In a few days I will be leaving this community after 12 years with you. If I have done nothing else, I hope I have been able to provide you with the Holy Eucharist, the one thing necessary for our salvation. The Eucharist, however, will not save us, if we don’t receive it in faith. Jesus will not save us, if we don’t surrender to him in faith. I hope that over the last 12 years, I have been able to walk with you a little farther on the lifelong journey of true faith. I hope that together we have been able to study the Scriptures, and so been able to receive the Sacred Eucharist in purity and faith. That is the only real desire of every priest: the sanctification of his people through Word and Sacrament.
Stewardship: Five Loaves and Two Fish
In today’s Gospel, 5000 hungry men, not counting women and children, crowd near to Jesus. Where to get food for all these people? A boy has brought along five loaves and two fish—just enough for his family. Little boy, will you entrust your supper to Jesus, so that he can do a miracle? The boy knows that the food he has is from God anyway, so he gives it back to God: “Stewardship.” He trusts Jesus to provide. And this boy goes down in history as the “efficient cause,” God’s chosen instrument, for the great miracle of the multiplication of loaves. I would like to know your name, little boy. Thank you for offering what you had to God.
The same happens at every Mass. A little boy, or girl, brings up a little bread to the priest. Someone else brings up a flask of wine. We also give a little bit of our financial blessings at the offertory. And hopefully we give this little bit with trust and joy. Let me entrust this to God, that he may multiply it. And from the little bit that we give, God gives us the body, blood, soul, and divinity of His Son. He gives us the means of eternal life, at every Mass.
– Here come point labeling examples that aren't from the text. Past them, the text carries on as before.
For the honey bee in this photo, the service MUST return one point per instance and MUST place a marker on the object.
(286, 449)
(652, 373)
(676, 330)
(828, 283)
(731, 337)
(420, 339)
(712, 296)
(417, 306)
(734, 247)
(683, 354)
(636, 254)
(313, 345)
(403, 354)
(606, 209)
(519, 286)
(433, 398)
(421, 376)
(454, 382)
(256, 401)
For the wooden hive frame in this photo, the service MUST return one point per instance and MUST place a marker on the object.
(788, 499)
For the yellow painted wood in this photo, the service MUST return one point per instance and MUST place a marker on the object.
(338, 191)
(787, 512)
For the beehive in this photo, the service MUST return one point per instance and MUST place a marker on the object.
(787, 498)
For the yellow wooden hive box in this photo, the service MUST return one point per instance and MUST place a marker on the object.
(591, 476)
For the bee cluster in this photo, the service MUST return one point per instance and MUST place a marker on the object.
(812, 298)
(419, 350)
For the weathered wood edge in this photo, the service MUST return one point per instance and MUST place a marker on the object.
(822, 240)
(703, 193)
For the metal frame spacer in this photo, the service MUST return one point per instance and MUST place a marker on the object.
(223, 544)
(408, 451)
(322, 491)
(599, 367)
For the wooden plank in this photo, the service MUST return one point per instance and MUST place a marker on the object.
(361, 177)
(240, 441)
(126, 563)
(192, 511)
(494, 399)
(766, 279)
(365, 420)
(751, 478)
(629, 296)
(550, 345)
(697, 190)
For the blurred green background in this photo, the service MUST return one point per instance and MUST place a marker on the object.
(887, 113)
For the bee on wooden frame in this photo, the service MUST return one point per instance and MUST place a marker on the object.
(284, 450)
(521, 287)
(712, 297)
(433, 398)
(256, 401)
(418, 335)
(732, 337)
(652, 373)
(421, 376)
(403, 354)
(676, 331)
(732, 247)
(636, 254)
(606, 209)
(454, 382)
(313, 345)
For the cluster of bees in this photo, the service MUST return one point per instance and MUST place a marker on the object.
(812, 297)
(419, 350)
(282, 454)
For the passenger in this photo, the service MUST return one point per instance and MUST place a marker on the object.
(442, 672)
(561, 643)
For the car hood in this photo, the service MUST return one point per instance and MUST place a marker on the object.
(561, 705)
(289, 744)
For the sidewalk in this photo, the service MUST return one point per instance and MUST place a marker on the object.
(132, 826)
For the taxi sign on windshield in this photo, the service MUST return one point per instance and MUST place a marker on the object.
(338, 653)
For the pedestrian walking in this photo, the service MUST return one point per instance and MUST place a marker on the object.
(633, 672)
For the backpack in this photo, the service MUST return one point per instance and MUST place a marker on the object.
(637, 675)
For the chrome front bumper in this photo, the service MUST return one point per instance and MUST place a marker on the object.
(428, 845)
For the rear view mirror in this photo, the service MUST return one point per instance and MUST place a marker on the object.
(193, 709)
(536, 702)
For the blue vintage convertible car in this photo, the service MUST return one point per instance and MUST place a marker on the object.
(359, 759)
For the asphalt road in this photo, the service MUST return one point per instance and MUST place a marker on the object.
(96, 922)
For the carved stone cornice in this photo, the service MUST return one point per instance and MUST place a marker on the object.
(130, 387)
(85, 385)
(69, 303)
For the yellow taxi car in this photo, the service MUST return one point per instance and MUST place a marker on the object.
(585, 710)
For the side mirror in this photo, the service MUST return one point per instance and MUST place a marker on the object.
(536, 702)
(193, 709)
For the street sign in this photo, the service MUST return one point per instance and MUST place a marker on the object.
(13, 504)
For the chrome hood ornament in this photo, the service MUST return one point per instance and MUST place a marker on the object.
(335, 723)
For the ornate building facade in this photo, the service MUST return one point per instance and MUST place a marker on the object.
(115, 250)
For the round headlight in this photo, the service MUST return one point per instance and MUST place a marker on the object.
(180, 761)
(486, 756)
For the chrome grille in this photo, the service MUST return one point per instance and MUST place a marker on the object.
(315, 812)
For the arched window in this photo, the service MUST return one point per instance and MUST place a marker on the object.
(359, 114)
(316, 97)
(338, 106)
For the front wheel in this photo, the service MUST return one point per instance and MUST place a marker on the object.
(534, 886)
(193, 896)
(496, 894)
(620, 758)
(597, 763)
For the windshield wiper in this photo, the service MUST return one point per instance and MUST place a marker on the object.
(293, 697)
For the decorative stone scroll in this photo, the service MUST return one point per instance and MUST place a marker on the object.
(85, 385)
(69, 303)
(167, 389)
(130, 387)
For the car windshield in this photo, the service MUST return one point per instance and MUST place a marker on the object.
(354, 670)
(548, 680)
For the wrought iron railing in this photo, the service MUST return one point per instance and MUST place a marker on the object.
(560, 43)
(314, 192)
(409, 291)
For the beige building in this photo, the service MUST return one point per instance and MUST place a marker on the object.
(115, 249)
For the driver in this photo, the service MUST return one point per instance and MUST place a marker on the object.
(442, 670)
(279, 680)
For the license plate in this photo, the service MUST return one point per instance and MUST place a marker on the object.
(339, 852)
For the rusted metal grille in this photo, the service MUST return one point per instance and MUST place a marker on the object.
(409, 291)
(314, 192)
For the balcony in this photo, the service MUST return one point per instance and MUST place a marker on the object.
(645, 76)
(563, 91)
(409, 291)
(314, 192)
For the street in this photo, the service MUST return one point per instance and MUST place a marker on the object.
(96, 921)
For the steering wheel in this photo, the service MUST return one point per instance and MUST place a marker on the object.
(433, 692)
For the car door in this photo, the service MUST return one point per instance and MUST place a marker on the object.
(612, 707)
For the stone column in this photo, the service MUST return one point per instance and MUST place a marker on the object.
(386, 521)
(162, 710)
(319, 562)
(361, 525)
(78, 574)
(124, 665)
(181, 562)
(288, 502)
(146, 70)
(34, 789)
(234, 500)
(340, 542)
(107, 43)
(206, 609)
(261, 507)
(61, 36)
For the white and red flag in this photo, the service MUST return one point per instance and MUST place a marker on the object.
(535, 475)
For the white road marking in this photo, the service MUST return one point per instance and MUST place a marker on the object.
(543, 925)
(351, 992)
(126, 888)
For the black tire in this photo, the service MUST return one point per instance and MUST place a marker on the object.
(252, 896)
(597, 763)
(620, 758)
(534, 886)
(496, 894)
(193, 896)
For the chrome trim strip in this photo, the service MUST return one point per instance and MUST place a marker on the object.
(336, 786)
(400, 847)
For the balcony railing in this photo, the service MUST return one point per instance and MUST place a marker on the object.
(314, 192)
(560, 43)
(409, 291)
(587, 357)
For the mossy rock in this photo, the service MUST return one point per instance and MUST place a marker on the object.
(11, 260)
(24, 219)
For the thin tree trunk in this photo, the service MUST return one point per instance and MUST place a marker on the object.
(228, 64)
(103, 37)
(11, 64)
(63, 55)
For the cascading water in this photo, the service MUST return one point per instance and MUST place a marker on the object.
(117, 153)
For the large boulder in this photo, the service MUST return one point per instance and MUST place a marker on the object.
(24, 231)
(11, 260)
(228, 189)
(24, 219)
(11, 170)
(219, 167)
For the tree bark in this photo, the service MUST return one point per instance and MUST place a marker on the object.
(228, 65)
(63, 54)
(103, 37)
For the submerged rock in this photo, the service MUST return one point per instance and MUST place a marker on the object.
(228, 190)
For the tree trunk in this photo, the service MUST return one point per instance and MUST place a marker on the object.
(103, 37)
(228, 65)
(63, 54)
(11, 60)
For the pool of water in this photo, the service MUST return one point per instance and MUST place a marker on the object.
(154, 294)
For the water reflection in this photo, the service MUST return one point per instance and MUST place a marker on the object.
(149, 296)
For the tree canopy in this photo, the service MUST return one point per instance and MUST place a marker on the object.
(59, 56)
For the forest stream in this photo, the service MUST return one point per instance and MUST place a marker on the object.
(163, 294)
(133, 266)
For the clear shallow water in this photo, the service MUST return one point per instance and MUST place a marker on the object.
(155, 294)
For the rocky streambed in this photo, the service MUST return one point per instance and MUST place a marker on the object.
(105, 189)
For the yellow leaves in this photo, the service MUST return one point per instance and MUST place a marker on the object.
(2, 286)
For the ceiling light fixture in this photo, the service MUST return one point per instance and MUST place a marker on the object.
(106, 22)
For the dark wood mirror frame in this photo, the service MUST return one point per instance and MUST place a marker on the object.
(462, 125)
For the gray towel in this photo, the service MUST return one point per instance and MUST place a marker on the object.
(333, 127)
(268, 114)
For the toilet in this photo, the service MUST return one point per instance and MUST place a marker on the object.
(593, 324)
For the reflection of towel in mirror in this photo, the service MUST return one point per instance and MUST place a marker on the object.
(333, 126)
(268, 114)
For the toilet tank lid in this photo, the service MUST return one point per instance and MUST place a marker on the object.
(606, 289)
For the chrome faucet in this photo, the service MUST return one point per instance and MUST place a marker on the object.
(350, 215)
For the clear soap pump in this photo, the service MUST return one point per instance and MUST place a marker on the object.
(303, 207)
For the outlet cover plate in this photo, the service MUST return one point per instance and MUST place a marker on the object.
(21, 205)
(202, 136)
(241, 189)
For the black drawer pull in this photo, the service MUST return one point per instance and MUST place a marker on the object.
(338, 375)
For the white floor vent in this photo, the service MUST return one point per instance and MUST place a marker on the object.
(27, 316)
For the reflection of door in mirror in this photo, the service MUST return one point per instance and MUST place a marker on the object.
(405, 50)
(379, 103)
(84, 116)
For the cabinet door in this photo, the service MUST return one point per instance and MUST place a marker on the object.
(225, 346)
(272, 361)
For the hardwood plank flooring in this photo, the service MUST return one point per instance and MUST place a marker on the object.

For what am I grateful as I leave this parish? Most of all, I am grateful for the Mass, our supreme act of thanksgiving. It is only a small thing that we do—giving an hour or two of our time each week, standing with the Lord as he dies for us at Calvary. But in this parish, we do it with great love. I can see it on the faces of the altar servers, in the tenderness with which folks receive Holy Communion, in peoples’ rapt attention during the Scriptures and the Consecration. I can see it in the folks who prepare for the Mass, and sing the Mass, who read the Scriptures at Mass, those who come day and night to our adoration chapel, and to confession, and in those who feed the poor, who teach our children the Gospel, and who give themselves in 95 different apostolates at this parish. Let us “live in a manner worthy of the call we have received,” as St. Paul says in our second reading: with all humility, gentleness, patience, bearing with one another, striving to preserve unity. Not big things; just small things done with great love.
I leave you in the hands of our Lady, where I began 12 years ago. The first act I did as your new pastor was to consecrate this parish to Our Blessed Mother. She will teach us the way of humility and gentleness. Let us turn to her in every difficult moment, and she will show us her Son, Jesus Christ.